Friday, January 11, 2008

The migratory instinct...

A longstanding interest of scientists has been migration of animals and birds, i.e. movements of animals and birds in large numbers from one place to another. In modern usage the term is usually restricted to regular, periodic movements of populations away from and back to their place of origin. A single round trip may take the entire lifetime of an individual, as with the Pacific Salmon; or an individual may make the same trip repeatedly, as with many of the migratory birds and mammals. The animals may travel in groups along well-defined routes; or individuals may travel separately, congregating for breeding and then spreading out over a wide feeding area, as do some of the seals.

Seasonal migrations occur in many species of insects, birds, marine mammals, and large herbivorous mammals. These migrations often provide the animals with more favorable conditions of temperature, food, or water. Many birds and a few bats of cold and temperate regions migrate to warmer areas during the winter. Herbivores of cold regions, such as wapiti (elk), caribou, and moose, have summer and winter ranges; many herbivores of warm regions, such as the African antelopes, migrate seasonally to avoid drought. These migrations may involve a change of latitude, of altitude, or both.

In many cases the chief function of seasonal migration is to provide a suitable place for reproduction, which may not be the place most suitable for the feeding and other daily activities of adults. Hundreds of thousands of gnus (wildebeests) of E Africa take part in annual migrations to calving grounds. Many fishes migrate to spawning grounds, and in some cases this involves a change from saltwater to freshwater (e.g., salmon) or vice versa (e.g., freshwater eels).
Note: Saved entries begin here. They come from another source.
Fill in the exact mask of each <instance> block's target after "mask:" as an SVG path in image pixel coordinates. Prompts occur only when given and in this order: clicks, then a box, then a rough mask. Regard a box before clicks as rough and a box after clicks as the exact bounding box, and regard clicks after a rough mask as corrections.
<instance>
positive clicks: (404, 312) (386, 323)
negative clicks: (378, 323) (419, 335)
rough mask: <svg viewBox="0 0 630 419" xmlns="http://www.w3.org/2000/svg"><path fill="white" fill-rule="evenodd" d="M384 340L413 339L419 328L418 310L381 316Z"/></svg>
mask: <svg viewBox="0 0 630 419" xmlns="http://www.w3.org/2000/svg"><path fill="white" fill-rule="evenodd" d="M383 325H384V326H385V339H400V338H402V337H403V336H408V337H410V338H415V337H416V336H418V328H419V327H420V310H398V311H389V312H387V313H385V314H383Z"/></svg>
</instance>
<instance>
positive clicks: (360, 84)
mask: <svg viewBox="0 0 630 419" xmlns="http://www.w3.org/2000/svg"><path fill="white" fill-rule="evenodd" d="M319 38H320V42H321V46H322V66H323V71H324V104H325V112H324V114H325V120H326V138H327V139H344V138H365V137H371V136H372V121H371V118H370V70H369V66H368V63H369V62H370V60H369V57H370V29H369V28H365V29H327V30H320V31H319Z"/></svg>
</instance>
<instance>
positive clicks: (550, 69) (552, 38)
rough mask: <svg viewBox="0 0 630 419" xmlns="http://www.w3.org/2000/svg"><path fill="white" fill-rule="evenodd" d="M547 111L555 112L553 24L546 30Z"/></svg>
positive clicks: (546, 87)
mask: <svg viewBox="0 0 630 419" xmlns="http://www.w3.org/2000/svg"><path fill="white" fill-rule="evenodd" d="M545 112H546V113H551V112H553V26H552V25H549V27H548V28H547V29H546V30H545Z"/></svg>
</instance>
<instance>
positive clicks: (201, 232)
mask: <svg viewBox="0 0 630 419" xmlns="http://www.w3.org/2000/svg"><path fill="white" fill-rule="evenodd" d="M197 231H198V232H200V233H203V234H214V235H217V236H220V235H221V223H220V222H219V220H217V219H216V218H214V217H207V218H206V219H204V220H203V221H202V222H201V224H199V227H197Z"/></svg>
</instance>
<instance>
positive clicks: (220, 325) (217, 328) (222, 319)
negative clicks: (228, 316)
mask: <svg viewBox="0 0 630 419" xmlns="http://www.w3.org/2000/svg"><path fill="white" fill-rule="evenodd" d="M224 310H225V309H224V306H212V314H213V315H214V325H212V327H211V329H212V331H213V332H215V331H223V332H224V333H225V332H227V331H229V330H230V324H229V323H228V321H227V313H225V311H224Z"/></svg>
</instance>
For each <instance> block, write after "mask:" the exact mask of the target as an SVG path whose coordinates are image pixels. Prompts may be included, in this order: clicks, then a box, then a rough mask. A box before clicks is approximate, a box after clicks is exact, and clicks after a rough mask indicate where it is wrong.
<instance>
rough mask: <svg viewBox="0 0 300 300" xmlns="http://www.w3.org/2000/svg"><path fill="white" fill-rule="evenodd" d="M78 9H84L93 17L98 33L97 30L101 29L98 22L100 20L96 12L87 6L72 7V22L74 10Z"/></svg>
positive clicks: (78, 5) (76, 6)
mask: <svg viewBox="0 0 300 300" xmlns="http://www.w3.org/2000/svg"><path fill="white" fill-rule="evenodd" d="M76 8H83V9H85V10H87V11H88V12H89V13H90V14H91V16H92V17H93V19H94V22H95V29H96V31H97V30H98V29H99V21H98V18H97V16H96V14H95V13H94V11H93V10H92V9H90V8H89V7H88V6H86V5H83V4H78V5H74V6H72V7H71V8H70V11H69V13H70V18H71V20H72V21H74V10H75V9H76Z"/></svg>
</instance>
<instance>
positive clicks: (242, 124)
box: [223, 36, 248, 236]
Sea turtles, seals, and many sea birds come ashore to breed, and most amphibians gather near water at the breeding season. Fur seals and many whales make ocean voyages of thousands of miles to their breeding grounds, the former coming ashore on islands. Such migration is seriously affected by the increasing rate of destruction of natural habitats.

Much work has been done on orientation and navigation in migrating animals, although the subject is still not well understood. Studies of salmon indicate that they depend on the olfactory sense to locate and return to their stream of origin. Herbivorous mammals often follow well-established trails and probably also use their sense of smell. Bats, whales, and seals use echolocation to navigate in the dark or underwater; in addition, some whales appear to take visual bearings on objects on the shore in their migrations.

Migratory birds are believed to use the stars, sun, and geographic features as guides. The probability that stellar navigation is used has been strengthened by experiments in planetariums indicating that birds navigate at least in part by the stars. Night-migrating birds are sometimes disoriented in prolonged heavy fog. Day-flying birds navigate by the sun and also make some use of geographic features, particularly of shorelines. It has long been proposed that birds perceive the direction of the earth's magnetic field and use it for navigation, but experimental evidence for that hypothesis is inconclusive. Most migratory birds travel within broad north-south air routes known as flyways. There are four major flyways in North America, called the Pacific, central, Mississippi, and Atlantic flyways. The space within the flyway used by a particular group of birds is called a corridor. Bird migration is not always in a north-south direction. Many European birds migrate in an east-west direction, wintering in the more temperate British Isles, and many mountain-dwelling birds descend to lower altitudes in winter. The breeding grounds of a bird species are regarded as its home territory. Some migratory birds winter only a few hundred miles from their breeding grounds, while others migrate between the cold or temperate zones of the two hemispheres. The longest journey is made by the arctic tern, which alternates between the Arctic and the Antarctic.

The monarch butterfly has a north-south migration pattern that resembles that of many birds. One monarch population that inhabits northeastern and midwestern North America averages c.12 mph (19 kph) as it heads for the winter to Mexico's Sierra Madre mountains. Monarchs start the return trip in the spring, but they breed along the way and then die; the new generation completes the journey.